Consumer quality standards have risen in recent years, requiring organizations, both service and manufacturing, to implement TQM principles in order to meet client needs efficiently
[36]. A study by Acquah et al.
[36] sought to determine the impact of TQM practices on operational performance and how TQM practices interact to influence the operational performance of healthcare institutions. Their findings demonstrated that five of the seven TQM practices evaluated had an impact on operational performance
[36]. A study by Niyi et al.
[37] looked into the role of innovation speed in mediating the relationship between TQM and the success of small- and medium-sized businesses (SMEs). Their findings revealed that TQM was positively associated with operational performance as well as innovation speed, which has a significant impact on the relationship between TQM and the success of SMEs. The study broadened the understanding of innovation in terms of speed and its measures within TQM, with top management quality practices, employee quality management, customer orientation, process management, and employee knowledge and training being the five basic dimensions of TQM
[37]. Moreover, a study by Bhaskar
[38] provided an analysis of survey results pertaining to the implementation of TQM methods within manufacturing businesses in India. The primary objective of the study was to examine and ascertain the correlation between the implementation of TQM practices and their subsequent impact on organizational performance (OP). Their research findings indicated that TQM has a notable and statistically significant impact on market orientation (MO)

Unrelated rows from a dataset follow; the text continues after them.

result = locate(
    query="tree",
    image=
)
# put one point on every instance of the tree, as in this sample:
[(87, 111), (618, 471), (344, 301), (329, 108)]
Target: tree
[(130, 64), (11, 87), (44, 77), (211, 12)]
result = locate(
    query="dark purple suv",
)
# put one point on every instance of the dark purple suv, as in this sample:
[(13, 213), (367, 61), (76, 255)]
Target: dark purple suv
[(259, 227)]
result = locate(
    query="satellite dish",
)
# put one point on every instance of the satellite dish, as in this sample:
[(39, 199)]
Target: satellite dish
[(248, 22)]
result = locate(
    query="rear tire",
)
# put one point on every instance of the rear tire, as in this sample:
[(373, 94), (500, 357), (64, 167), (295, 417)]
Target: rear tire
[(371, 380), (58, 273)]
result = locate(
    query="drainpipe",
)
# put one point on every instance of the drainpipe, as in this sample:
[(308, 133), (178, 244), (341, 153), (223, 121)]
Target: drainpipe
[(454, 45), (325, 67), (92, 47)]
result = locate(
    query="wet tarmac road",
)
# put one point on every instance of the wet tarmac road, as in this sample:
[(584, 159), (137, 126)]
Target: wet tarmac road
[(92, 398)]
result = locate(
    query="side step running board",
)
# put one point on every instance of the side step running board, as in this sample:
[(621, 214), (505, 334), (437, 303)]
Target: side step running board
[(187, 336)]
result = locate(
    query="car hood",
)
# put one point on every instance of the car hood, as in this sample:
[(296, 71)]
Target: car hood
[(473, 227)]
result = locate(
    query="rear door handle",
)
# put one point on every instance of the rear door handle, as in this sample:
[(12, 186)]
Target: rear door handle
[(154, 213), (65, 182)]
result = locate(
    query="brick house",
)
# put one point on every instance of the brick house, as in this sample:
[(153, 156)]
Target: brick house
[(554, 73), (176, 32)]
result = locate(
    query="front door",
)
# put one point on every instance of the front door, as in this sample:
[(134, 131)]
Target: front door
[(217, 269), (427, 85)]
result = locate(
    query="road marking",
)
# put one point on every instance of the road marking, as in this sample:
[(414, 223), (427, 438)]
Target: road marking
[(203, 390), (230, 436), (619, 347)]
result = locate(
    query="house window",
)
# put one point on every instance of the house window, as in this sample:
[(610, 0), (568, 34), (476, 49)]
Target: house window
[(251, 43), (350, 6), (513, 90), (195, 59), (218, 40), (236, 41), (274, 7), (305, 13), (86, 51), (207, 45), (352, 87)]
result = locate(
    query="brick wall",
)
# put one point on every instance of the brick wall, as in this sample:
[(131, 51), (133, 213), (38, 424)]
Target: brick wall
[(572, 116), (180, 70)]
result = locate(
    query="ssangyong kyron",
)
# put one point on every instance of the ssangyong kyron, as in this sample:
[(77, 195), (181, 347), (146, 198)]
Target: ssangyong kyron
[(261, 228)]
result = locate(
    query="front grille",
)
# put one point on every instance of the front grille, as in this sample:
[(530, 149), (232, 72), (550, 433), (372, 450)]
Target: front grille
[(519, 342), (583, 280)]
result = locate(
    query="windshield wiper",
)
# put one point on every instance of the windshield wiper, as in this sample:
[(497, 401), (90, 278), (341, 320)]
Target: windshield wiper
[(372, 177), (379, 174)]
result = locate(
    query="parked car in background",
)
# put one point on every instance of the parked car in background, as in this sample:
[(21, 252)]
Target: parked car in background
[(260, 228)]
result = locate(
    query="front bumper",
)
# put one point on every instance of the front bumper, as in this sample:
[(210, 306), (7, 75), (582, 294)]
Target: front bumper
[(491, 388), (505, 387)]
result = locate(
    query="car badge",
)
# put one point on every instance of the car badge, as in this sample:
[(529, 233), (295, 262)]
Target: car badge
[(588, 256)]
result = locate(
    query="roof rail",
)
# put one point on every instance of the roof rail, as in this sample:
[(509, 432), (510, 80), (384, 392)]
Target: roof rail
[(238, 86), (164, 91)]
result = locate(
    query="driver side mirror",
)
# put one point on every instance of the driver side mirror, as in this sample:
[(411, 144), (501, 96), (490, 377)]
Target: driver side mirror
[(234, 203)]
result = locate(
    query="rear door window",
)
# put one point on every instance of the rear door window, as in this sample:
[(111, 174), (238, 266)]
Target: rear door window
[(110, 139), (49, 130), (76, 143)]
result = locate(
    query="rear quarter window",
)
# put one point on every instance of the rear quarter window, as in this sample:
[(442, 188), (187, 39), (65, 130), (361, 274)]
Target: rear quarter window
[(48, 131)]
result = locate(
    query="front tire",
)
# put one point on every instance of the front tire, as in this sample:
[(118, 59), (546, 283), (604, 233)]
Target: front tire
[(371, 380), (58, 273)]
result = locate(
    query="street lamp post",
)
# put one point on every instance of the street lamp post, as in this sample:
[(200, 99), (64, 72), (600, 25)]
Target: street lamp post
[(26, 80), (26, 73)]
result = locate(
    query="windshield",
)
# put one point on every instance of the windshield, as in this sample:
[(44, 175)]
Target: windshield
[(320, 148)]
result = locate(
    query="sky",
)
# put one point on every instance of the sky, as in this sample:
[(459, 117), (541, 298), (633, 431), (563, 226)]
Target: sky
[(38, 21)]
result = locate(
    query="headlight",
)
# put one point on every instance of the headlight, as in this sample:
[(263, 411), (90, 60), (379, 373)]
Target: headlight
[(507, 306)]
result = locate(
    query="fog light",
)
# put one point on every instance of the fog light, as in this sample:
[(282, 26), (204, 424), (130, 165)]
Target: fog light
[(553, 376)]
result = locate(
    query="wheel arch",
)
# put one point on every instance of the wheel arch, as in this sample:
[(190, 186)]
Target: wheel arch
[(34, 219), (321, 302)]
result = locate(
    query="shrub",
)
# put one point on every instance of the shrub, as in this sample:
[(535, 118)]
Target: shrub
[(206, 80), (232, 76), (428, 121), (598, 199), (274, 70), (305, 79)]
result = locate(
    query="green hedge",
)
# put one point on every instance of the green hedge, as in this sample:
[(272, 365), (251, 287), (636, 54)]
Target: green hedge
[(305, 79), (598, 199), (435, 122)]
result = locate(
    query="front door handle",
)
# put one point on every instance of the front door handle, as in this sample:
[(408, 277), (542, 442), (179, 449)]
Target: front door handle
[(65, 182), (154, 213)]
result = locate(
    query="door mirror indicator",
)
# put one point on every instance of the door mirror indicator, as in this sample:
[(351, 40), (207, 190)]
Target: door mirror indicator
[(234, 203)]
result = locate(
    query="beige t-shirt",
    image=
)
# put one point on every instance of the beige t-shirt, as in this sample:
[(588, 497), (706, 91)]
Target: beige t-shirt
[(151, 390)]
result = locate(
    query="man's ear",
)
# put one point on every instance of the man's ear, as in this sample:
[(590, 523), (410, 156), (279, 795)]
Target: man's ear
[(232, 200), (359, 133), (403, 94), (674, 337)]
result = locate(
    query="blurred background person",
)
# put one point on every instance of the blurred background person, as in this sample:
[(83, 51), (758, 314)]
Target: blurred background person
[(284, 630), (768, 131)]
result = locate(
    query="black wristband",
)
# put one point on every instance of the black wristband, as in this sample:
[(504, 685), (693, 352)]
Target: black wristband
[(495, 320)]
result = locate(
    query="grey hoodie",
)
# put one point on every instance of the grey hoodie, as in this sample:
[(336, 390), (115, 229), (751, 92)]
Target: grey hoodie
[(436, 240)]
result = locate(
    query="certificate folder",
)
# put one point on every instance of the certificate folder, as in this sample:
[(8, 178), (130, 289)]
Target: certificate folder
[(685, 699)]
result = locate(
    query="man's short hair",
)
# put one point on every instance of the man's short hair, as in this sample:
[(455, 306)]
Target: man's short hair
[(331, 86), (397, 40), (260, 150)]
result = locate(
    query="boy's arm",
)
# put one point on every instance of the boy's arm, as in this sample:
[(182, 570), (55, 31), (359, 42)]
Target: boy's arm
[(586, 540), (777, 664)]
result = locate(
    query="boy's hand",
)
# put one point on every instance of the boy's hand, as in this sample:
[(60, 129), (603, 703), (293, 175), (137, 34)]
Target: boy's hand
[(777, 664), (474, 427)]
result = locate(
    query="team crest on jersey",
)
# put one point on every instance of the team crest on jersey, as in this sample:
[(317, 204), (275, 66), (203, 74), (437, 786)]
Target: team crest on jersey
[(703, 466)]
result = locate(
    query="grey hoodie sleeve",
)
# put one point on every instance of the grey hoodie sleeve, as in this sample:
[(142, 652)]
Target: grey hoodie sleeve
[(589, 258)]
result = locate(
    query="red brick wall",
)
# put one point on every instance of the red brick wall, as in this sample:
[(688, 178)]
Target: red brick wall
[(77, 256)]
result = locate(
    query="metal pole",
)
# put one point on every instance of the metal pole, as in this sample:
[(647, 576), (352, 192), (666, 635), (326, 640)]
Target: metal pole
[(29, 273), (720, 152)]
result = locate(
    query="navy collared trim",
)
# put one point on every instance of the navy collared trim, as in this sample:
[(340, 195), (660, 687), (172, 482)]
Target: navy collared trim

[38]. In a similar vein, the findings of their study indicate that there is a positive and statistically significant relationship between MO and OP. Their study discovered a considerable and beneficial impact of TQM on the OP of manufacturing businesses in India
[38]. Another study was conducted to evaluate the impact of TQM on customer satisfaction in the telecommunications industry, specifically focusing on the TQM-SERVQUAL framework
[39]. The primary results indicated that the implementation of overall quality management had a notable influence on the level of SQ and customer satisfaction. It was determined that SQ exerts a beneficial impact on customer satisfaction
[39]. Furthermore, the significance of SQ as a key factor in TQM for attaining customer satisfaction within the communications sector in Ghana was identified
[39]. Finally, a study by Akanmu et al.
[40] aimed to examine the mediating effects of organizational excellence on the association between TQM practices and sustainability performance.